Im vergangenen Monat tauchten Bilder von Taylor Swift bei einem Date in New York auf. In der Location, wo diese Bilder entstanden, ist das Fotografieren eigentlich strengstens verboten - das hat nun Folgen!
Nach dem Bekanntwerden der Gerüchte um die Romanze zwischen der „Anti-Hero“-Interpretin und dem The 1975-Frontmann Matty Healy tauchten in den sozialen Medien Bilder auf, die die beiden bei ihrem Ausflug in den Club „Casa Cipriani“ in New York zeigten. Zu dem Pärchen gesellten sich auch ihr gemeinsamer Kollege Jack Antonoff und seine Verlobte Margaret Qualley.

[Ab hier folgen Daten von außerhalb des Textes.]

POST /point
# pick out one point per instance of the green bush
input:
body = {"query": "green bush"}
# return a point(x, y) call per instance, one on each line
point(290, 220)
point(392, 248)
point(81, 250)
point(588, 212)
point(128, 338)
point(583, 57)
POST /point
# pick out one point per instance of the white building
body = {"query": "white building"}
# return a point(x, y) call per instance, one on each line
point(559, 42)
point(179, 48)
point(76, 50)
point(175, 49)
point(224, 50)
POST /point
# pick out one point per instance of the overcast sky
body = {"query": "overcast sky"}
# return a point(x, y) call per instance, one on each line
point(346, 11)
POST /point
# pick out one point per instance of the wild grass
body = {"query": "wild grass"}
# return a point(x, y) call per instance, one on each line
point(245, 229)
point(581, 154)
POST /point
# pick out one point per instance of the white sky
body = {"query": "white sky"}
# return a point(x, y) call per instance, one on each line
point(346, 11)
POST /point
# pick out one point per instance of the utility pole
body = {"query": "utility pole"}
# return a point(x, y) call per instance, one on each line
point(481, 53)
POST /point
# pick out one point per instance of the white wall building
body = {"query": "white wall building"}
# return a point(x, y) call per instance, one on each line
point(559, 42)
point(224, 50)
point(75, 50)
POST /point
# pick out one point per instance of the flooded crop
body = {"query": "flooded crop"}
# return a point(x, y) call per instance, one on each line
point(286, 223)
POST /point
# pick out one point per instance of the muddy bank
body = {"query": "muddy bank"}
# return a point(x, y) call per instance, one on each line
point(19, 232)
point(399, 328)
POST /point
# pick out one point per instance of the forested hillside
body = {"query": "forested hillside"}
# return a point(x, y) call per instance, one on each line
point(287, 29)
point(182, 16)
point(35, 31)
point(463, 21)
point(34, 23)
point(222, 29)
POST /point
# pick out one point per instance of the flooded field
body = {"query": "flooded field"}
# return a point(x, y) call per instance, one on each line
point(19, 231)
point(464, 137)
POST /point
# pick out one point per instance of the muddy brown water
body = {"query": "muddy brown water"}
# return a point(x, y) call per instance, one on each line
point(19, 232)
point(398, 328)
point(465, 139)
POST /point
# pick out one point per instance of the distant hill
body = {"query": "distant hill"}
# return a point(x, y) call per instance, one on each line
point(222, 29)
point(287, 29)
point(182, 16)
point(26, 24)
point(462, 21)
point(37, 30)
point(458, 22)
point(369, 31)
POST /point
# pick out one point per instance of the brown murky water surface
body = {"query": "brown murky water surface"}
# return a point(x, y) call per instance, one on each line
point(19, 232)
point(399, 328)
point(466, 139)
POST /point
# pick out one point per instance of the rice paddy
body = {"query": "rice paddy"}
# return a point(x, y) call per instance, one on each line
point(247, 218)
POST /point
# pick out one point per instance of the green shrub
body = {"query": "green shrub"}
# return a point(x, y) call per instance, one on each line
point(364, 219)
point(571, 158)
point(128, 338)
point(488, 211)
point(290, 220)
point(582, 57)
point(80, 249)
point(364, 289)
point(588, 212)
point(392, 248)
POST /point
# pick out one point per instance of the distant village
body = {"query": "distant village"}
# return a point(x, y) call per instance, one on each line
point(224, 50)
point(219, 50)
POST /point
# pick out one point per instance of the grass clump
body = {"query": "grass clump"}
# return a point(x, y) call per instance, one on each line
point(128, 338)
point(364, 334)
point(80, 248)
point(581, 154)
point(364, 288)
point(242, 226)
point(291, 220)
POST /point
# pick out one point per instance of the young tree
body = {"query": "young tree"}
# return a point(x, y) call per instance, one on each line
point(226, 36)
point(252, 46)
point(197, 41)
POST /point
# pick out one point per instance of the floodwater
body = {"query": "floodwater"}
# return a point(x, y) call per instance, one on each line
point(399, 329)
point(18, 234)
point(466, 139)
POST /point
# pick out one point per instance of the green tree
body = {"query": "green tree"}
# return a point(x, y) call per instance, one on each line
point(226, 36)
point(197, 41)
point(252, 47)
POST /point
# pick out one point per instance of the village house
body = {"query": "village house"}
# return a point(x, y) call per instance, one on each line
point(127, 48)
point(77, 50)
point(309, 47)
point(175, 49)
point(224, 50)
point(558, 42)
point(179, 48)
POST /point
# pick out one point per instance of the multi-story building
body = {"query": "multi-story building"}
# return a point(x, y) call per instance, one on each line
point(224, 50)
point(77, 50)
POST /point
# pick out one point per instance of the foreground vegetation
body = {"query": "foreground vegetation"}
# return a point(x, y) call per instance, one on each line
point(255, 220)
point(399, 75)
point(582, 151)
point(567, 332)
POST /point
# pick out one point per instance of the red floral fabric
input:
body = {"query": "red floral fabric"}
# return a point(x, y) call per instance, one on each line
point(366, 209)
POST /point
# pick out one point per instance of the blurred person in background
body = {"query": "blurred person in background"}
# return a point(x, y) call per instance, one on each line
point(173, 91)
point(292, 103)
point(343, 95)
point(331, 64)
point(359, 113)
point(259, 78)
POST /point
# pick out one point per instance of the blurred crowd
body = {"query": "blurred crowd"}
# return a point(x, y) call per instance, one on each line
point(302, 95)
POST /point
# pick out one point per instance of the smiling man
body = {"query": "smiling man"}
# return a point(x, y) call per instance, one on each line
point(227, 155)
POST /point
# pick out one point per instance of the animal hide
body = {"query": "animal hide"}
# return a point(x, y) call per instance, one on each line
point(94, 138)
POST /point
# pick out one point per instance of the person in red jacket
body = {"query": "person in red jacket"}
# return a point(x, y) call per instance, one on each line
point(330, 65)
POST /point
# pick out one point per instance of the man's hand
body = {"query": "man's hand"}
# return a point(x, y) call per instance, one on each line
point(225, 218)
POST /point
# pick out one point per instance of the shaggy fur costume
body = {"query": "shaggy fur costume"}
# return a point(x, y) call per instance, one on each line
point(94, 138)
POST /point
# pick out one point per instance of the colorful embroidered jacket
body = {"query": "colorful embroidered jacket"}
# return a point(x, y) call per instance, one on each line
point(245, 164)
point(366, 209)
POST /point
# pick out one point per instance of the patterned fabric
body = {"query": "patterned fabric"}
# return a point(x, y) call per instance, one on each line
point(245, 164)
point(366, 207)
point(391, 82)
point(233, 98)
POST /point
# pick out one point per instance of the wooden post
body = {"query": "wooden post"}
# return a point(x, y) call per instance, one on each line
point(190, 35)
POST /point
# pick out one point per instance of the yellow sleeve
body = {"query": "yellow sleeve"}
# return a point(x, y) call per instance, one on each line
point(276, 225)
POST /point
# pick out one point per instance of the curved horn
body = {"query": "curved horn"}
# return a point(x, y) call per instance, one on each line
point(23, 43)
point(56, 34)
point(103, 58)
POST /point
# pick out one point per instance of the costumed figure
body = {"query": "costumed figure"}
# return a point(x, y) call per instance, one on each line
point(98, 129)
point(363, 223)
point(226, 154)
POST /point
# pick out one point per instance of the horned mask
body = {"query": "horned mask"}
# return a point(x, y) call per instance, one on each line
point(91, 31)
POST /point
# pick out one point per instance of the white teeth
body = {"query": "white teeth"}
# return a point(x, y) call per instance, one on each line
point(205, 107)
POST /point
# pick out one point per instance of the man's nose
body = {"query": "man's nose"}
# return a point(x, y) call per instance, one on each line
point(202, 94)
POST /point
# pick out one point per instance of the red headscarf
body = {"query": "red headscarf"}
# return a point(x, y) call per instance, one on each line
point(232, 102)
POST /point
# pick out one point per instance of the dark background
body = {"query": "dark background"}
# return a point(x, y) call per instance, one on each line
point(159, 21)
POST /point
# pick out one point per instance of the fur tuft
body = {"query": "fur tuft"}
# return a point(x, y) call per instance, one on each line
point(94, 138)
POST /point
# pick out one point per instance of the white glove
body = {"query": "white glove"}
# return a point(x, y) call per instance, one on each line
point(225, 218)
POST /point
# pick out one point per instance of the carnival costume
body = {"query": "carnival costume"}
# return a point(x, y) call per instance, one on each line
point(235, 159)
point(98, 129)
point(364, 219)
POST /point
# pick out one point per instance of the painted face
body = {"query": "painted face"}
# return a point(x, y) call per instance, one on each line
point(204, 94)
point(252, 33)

Ein absolutes No-Go in diesen Kreisen
Swift und Healy wurden dabei „kuschelnd und küssend“ gesichtet und auch ungefragt fotografiert. Trotz der Sicherheitsleute, die sich um die Freundes-Gruppe scharten, wurden Fotos geschossen, auf dem die beiden innig und klar miteinander zu sehen waren.
Ein Skandal der nun Folgen mit sich bringt, denn: Es ist in diesem Lokal strengstens verboten Bilder zu machen! Zu den Mitgliedern gehören hochrangige Politiker, Stars und Unternehmer, die Privatsphäre wird hier geschätzt und bewahrt. Oder sollte dies zumindest.
Köpfe mussten rollen
Genau wegen dieser Verletzung ihrer Intimsphäre durch die Veröffentlichung dieser Bilder soll Swift Berichten zufolge so enttäuscht gewesen sein, dass sie freiwillig ihre Mitgliedschaft gekündigt hat. So zumindest erzählt es ein Insider der „Page Six“. Auf Anfrage der Presse an den Club selbst wurde das jedoch dementiert.
Die Quelle fügte hinzu: „Taylor kam, weil sie von den Richtlinien des Clubs wusste und musste dann wegen der aufdringlichen Schnappschüsse gehen“. „Sie (der Club) gehen jetzt wie verrückt dagegen vor.“
Weiterhin sollen aber mindestens zwei verantwortliche Personen des exklusiven Clubs verwiesen worden sein und eine suspendiert. Der Club, der von guter Kundschaft wegen genau dieser Diskretion normalerweise aufgesucht wird, hat nun einiges gut zu machen, um künftig wieder als „Paparazzi-sicher“ zu gelten und den Ansprüchen seiner Gäste gerecht zu werden.